THE DUD AVOCADO by Elaine Dundy

Here is a book about how we should all be grateful to the women who came before.  It tells the story of a young American woman on what is basically  a gap year in Paris in the 1930s (funded of course by family money, try not to feel too enraged).  It is just incredible what goes on.  People make her dance with them when she has told them no, they expect her to ‘know how to cook,’ some guy announces that:

All tourists are she

And she still falls in love with him.  Wtf.  Later we find out he was trying to traffic  her into sex work but she still has fond feelings for him (?).  I mean how did these girls get anything done?  The issues are plenty. 

The book is fun and insightful.
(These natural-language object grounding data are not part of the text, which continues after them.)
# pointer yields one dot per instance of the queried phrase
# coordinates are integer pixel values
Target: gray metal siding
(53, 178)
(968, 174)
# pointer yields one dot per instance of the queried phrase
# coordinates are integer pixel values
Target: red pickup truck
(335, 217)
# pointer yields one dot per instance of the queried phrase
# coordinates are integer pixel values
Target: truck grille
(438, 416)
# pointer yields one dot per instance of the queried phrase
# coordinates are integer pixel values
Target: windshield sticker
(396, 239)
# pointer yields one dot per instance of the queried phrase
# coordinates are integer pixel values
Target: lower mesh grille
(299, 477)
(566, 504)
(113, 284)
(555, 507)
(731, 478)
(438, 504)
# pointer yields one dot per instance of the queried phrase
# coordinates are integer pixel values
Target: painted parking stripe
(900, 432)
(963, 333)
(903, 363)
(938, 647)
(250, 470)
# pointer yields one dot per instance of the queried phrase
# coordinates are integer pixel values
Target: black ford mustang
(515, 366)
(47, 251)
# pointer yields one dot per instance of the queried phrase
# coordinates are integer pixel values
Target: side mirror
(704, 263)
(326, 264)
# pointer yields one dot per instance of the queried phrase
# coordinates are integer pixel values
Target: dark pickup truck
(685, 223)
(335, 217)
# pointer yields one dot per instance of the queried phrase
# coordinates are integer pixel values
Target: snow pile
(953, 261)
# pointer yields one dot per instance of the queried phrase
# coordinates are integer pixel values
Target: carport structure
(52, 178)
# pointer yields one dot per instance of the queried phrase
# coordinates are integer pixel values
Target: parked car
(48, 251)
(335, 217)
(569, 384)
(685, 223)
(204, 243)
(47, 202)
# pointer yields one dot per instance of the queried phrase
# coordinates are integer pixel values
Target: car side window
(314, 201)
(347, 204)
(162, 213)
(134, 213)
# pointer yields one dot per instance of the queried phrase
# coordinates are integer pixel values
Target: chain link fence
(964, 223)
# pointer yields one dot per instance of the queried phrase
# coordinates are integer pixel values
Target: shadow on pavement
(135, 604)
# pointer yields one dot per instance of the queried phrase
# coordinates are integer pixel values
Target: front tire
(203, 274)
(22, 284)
Try this:

It’s amazing how right you can be about people you don’t know; it’s only the people you do know who confuse you

Or this, which I think is true about many people who begin, but do not finish, a career in the theatre:

The thing about him, though, was that he thought he was in the theater for Art, whereas he was really in it for laughs.
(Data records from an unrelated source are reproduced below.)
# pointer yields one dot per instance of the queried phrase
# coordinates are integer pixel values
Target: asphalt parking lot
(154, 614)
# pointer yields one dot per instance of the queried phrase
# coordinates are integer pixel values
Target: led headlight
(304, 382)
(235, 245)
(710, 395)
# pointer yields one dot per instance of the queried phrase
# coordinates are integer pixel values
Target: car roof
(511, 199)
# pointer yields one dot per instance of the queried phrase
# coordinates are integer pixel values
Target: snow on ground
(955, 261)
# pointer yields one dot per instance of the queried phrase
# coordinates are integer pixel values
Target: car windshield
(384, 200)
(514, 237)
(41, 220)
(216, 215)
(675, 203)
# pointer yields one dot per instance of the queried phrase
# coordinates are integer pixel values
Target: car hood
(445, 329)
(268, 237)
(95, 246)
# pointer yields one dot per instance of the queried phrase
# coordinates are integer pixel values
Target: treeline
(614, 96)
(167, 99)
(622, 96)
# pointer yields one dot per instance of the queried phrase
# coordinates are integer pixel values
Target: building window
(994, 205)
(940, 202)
Apparently Dundy’s husband, theatre critic Kenneth Tynan, encouraged her to try  writing a novel, as he thought her letters good, but was then horrified when THE DUD AVOCADO was a bestseller and instructed her to never write again.  Meanwhile he was cheating on her left and right and spanking her though she was not into it.  She began her second novel immediately.

I mean I didn’t enjoy this book that much but I am just amazed and impressed this lady held it together for long enough to get it written. Truly earlier generations were fighting some battles. 

THE MAN IN THE HIGH CASTLE by Philip K Dick

This book presents an alternate reality in which the Germans and Japanese won the second world war. It has some interesting parts: for example, it imagines the internal struggles after Hitler dies (who would it have been: Goebbels? Speer? The mind boggles); it imagines what the Nazis would have done to African people; it imagines what it would have been like if Japanese culture became American culture; and so on. Sounds like a good book, right? But actually it turned out kind of boring. It covers a bunch of characters who are doing a bunch of things, but you don’t really believe in any of them and they all seem kind of the same person.

While the book was dull, the Wikipedia entry on it was certainly not. Philip K Dick led a wild life. First off, there is the five wives. That is always a red flag. The third one (who he later involuntarily confined to a psychiatric institution, but never mind that), was the one who inspired this book, largely because he needed her to think he was working, so he needed her to hear him typing, so he started typing, and ended up with THE MAN IN THE HIGH CASTLE. He never made much money, and took a lot of speed, and then when he tried to get off speed didn’t go to NA or whatever like a normal person but entered a sort of cult (Syanon), and all this was before he started to have religious visions (triggered by light glinting off a stranger’s necklace). When he died he was buried under the tombstone pre-prepared for him 53 years before by his parents, who determined he should be buried next to his twin who died in infancy. None of the wives ojected. I mean: it all went on.